This is part of an ongoing series of stories — The Road to a Vaccine — that will look at Canada’s quest to secure a COVID-19 vaccine amid the global pandemic, as well as the hurdles and history it faces to do so.
In an unprecedented bid to assure the public that the safety of any COVID-19 vaccine won’t be compromised, the heads of no fewer than nine biopharmaceutical companies have banded together to make a public pledge.
The companies signed a public letter Tuesday, vowing to uphold “the integrity of the scientific process” as their potential vaccines make their way through clinical testing and the regulatory approval process.
That rival companies racing against one another to develop a vaccine felt the need to speak with one voice is telling, observers said.
“I’ve never seen anything like it,” said Isaac Bogoch, an infectious diseases specialist at the Toronto General Hospital. “It’s kind of a sad reflection of the world that we’re living in now; but, on the other hand, it’s a positive step.”
With an election looming in the U.S., there have been concerns voiced there that political pressure could be exerted to expedite the testing process.
In an interview with the Financial Times last week, the head of the U.S. Food and Drug Administration said he was willing to fast track a vaccine — though he insisted it would not be to appease U.S. President Donald Trump. According to the Los Angeles Times, the Centers for Disease Control and Prevention had asked public health departments around the country to draft plans no later than Oct 1. to distribute a coronavirus vaccine in a matter of weeks.
But in Tuesday’s letter, whose signatories included Johnson & Johnson, Moderna, Novavax and Pfizer — all of whom have signed deals to supply Canada with eventual vaccines — stressed that “the safety and well-being of vaccinated individuals” is their top priority.
Not negotiable, according to the letter, were principles such as the ethical standards of clinical trials, making sure there is a sufficient global supply of vaccine, and ensuring that only vaccines that have been through a Phase 3 clinical study are submitted for approval.

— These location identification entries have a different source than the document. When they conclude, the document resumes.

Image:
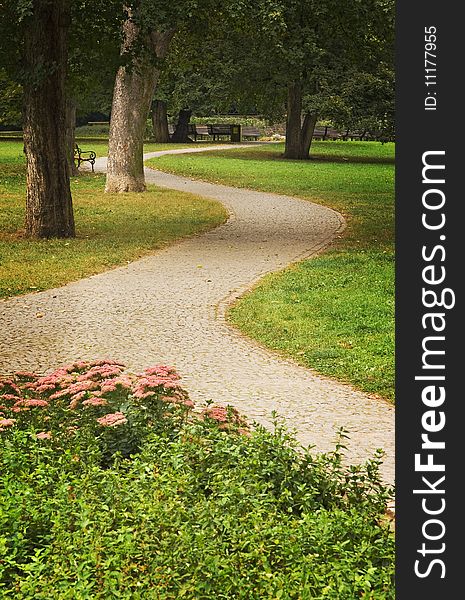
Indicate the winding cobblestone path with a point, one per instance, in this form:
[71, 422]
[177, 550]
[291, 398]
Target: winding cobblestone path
[170, 308]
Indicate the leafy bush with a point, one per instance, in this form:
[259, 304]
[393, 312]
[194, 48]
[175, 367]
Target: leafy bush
[143, 497]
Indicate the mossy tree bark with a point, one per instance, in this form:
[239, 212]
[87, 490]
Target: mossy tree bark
[132, 98]
[160, 122]
[299, 133]
[49, 210]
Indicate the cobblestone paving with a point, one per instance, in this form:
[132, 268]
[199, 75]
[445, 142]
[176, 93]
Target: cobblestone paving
[169, 308]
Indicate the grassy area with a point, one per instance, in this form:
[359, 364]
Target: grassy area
[112, 229]
[334, 313]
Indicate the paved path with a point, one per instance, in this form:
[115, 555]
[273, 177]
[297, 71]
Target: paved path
[169, 308]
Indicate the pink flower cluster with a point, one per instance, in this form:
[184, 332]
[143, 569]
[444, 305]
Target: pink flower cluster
[100, 387]
[6, 423]
[155, 381]
[112, 420]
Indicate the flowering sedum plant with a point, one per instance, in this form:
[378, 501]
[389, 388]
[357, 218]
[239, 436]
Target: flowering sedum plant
[102, 399]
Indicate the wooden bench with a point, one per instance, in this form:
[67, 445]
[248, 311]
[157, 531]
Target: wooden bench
[198, 131]
[219, 130]
[332, 134]
[81, 156]
[356, 134]
[250, 132]
[319, 133]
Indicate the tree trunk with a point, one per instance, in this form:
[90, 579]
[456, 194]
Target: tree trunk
[293, 121]
[308, 127]
[70, 135]
[181, 131]
[160, 122]
[132, 97]
[49, 209]
[298, 134]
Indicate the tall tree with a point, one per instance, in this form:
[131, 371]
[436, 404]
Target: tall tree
[132, 97]
[49, 211]
[34, 51]
[148, 31]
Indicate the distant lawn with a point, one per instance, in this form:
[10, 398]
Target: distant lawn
[112, 229]
[333, 313]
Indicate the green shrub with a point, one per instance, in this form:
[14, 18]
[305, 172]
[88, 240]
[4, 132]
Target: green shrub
[203, 507]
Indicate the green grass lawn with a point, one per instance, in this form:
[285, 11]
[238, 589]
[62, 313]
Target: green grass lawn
[334, 313]
[112, 229]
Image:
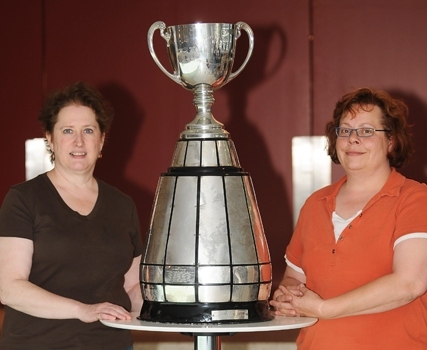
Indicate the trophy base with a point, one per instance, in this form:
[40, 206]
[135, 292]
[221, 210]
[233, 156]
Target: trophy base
[237, 312]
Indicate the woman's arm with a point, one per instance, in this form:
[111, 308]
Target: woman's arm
[18, 293]
[132, 284]
[407, 282]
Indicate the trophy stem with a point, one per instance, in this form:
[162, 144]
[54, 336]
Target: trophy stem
[204, 124]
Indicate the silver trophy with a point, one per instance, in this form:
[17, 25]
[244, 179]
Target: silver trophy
[206, 258]
[202, 57]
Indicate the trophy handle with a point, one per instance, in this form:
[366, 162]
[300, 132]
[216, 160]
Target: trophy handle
[165, 35]
[248, 30]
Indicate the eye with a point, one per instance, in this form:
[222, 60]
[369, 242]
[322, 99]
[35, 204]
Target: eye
[367, 131]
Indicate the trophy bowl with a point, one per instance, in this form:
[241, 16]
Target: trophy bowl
[202, 57]
[206, 258]
[201, 53]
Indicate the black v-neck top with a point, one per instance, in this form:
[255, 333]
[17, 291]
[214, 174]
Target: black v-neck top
[75, 256]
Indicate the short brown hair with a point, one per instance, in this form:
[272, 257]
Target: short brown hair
[394, 119]
[78, 93]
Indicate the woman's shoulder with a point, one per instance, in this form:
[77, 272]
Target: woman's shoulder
[32, 185]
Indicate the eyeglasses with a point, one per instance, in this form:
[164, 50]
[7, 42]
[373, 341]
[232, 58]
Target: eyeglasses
[361, 132]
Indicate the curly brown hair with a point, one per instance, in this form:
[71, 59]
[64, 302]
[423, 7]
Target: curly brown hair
[81, 94]
[394, 119]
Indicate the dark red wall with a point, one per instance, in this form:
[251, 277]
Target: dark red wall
[307, 54]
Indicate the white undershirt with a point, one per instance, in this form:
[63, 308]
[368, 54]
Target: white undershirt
[340, 224]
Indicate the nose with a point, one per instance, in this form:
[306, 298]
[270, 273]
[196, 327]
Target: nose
[78, 140]
[353, 137]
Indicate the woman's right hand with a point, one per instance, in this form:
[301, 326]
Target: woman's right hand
[102, 311]
[281, 300]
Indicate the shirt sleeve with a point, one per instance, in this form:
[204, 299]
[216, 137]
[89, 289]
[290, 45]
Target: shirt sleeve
[16, 219]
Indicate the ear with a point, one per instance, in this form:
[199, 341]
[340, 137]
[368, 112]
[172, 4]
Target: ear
[102, 140]
[48, 137]
[390, 144]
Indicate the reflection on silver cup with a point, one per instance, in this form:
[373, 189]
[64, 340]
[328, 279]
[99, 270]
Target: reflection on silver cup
[202, 57]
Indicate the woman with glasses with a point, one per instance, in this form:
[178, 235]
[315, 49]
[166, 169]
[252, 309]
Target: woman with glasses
[358, 257]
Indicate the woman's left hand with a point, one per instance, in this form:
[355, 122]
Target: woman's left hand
[308, 303]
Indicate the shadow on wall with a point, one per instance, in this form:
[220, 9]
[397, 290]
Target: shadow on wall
[417, 168]
[119, 147]
[270, 190]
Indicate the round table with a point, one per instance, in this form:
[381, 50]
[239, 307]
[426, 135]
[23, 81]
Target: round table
[207, 336]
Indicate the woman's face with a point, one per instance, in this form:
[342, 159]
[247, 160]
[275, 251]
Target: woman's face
[363, 153]
[76, 140]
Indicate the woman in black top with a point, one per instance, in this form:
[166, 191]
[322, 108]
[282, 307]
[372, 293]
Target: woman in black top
[70, 244]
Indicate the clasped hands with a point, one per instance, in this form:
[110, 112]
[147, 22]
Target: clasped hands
[296, 300]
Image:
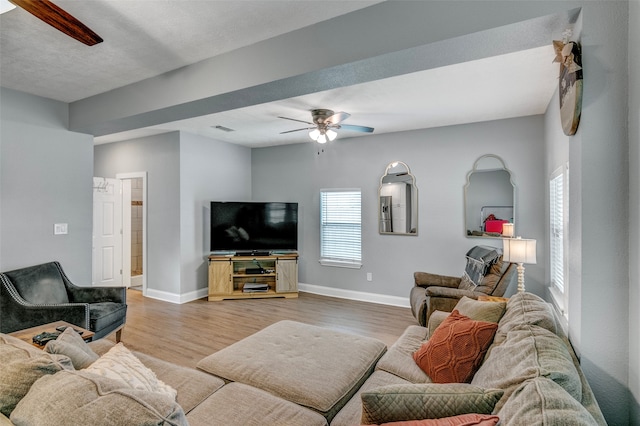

The other companies that signed the pledge were AstraZeneca, BioNTech, GlaxoSmithKline, Merck and Sanofi.
Canada and the U.S. have purchase agreements with several of the same companies.
However, any vaccine coming to Canada would have to be cleared by authorities in this country.
Bogoch said there’s usually a lot of transparency to how a clinical trial is conducted. The protocol is posted online, and the final results are usually published in a peer-reviewed medical journal.
Independent governmental bodies — meaning Health Canada here or the FDA south of the border — will look at all the data themselves and decide whether they believe the drug is safe enough to roll out to their citizens.
“The whole point is it’s an independent body. But with COVID-19, there’s a lot on the line,” he said.
Bogoch said that so far Health Canada has been “pretty conservative” in terms of approving things related to COVID-19.
While that means treatments such as the drug Remdesivir — one of the only drugs used on patients with COVID-19 — have been slower to get a green light, Canada has largely avoided approving things that didn’t turn out to be that useful, unlike the U.S.
“The United States’ FDA approved many serologic tests very early on and, quite frankly, many of those tests were useless,” he said.
In other words, even if there are concerns raised about vaccines being deployed in the U.S., Canadians don’t necessarily need to be concerned.
“If there’s untoward pressure on the FDA and they rapidly approve, it doesn’t necessarily mean that’s going to happen in Canada,” he said.
In a statement, Health Canada said it is expediting the review of any COVID-19 applications in order to “facilitate earlier access” to a vaccine, but maintains that it “will not authorize a vaccine unless evidence demonstrates that its benefits outweighs the risks.”
When a COVID-19 vaccine does eventually get approval, buy-in from the public will be crucial.
“I know that there are many different opinions of the role of pharmaceutical companies in health care,” Bogoch said. “I think that these companies appreciate that there is a lot on the line here, and that for successful vaccine programs at a global level, the global population needs to have trust that these vaccines were created in a scientifically sound manner, and that the safety and efficacy results can be trusted.”
An Angus Reid poll released last month suggested that 46 per cent of Canadians will get the vaccine as soon as one is available. A third of those surveyed said they would eventually get it, but wait awhile; while almost a quarter said they either wouldn’t get it or weren’t sure.
The survey found that concerns about side effects and the vaccine’s effectiveness played a role in whether or not someone was willing to roll up their sleeve.
Bogoch said it’s not inherently bad that the hunt for a vaccine is moving so quickly.
The hunt has an unprecedented number of people focused on the same goal.
“When you have infinite resources at your disposal, and infinite brains at your disposal, it’s incredible how much work you can get done and how fast you can do it.”